## From RAG to Agents: Building Smart AI Assistants
An attempt to recover my lost notes after Codespaces crashed on me 😫

### What is RAG?
RAG (Retrieval-Augmented Generation) is a technique that combines retrieval of information with generation by a Large Language Model (LLM). It is particularly effective when you have a specific knowledge base and want the LLM to answer questions only using that context.

RAG consists of 3 parts:
- Search → Finds relevant docs (e.g., FAQ entries about course enrollment).
- Prompt → Combines docs + query into a structured template.
- LLM → Generates a grounded answer (e.g., "Yes, you can join late (see FAQ).").

### AI Agents
These are autonomous systems that interact with environments, make decisions, and perform actions (e.g., search, answer, modify data). 
Agents are AI systems that can:

- Make decisions about what actions to take
- Use tools to accomplish tasks
- Maintain state and context
- Learn from previous interactions
- Work towards specific goals

Agentic flow is not necessarily a completely independent agent, but it can still make some decisions during the flow execution

A typical agentic flow consists of:
- Receiving a user request
- Analyzing the request and available tools
- Deciding on the next action
- Executing the action using appropriate tools
- Evaluating the results
- Either completing the task or continuing with more actions

The key difference from basic RAG is that agents can:
- Make multiple search queries
- Combine information from different sources
- Decide when to stop searching
- Use their own knowledge when appropriate
- Chain multiple actions together

So in agentic RAG, the system
- has access to the history of previous actions
- makes decisions independently based on the current information and the previous actions

### Agentic RAG (Decision-Making)
Agentic RAG enhances basic RAG by allowing the AI assistant to decide whether to answer a question directly using its own knowledge or to perform a search in the FAQ database.
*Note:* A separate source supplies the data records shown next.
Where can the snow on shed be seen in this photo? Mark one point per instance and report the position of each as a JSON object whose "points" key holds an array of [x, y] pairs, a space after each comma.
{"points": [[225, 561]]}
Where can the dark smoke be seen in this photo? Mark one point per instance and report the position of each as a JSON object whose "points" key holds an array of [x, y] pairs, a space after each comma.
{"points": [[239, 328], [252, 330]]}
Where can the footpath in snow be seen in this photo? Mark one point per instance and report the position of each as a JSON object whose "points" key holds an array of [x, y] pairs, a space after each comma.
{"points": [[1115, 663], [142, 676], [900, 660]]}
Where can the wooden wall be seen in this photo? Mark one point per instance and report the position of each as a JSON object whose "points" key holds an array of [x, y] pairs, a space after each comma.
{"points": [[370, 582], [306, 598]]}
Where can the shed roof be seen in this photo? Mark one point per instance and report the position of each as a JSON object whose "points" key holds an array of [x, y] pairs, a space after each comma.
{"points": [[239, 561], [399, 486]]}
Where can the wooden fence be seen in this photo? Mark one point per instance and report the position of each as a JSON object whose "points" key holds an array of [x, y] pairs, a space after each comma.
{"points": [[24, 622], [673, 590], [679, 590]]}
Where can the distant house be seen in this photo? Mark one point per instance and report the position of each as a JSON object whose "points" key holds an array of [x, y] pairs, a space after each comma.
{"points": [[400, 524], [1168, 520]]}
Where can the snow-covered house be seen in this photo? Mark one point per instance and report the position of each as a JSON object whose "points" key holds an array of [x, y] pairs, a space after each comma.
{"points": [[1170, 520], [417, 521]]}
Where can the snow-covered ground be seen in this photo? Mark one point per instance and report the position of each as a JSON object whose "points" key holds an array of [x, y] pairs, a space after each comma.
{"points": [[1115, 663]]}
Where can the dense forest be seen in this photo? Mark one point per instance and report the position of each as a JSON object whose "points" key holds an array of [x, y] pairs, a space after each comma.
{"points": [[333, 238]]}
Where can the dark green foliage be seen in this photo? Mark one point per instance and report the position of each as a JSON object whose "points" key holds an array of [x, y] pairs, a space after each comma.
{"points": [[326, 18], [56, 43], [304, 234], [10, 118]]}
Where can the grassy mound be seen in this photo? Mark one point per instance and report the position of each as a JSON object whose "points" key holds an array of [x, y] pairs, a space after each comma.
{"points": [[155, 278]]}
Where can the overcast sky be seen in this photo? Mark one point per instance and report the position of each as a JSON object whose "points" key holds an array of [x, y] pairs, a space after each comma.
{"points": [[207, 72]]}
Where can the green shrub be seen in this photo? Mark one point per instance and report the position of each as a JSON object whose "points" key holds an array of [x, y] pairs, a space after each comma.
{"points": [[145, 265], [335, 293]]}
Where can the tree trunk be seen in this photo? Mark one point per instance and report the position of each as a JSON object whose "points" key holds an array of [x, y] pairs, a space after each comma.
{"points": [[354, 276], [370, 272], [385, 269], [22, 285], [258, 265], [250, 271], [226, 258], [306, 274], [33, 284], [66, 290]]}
This is achieved by modifying the prompt to include instructions and output templates for different actions:

- SEARCH: If the context is empty and the LLM decides it needs more information from the FAQ database
- ANSWER (source: CONTEXT): If the LLM can answer the question using the provided context from a search
- ANSWER (source: OWN_KNOWLEDGE): If the context does not contain the answer, or if the question can be answered without needing a search, the LLM uses its internal knowledge

### Difference bbetween Basic RAG and Agentic RAG

| Feature            | Basic RAG                          | Agentic RAG                          |
|--------------------|------------------------------------|--------------------------------------|
| **Decision-Making** | Always retrieves before answering  | Decides whether to retrieve (e.g., skips search for simple queries) |
| **Flexibility**    | Linear flow (search → prompt → LLM) | Dynamic loops (iterative queries, multi-source combining) |
| **Memory**         | No history of past actions         | Tracks previous searches/queries to avoid redundancy |
| **Tool Use**       | Single retrieval tool              | Chains multiple tools (search + edit + APIs) |
| **Autonomy**       | Follows fixed instructions         | Makes independent decisions (e.g., stops after max iterations) |



### Agentic search
Agentic search extends RAG with multi-query exploration and iterative refinement.

**How it works:**
- Reformulates queries (e.g., "How to excel in Module 1?" → "Docker best practices").
- Combines results from multiple searches.
- Stops when sufficient context is gathered or max iterations reached.

Advantage: Deeper topic coverage than single-query RAG.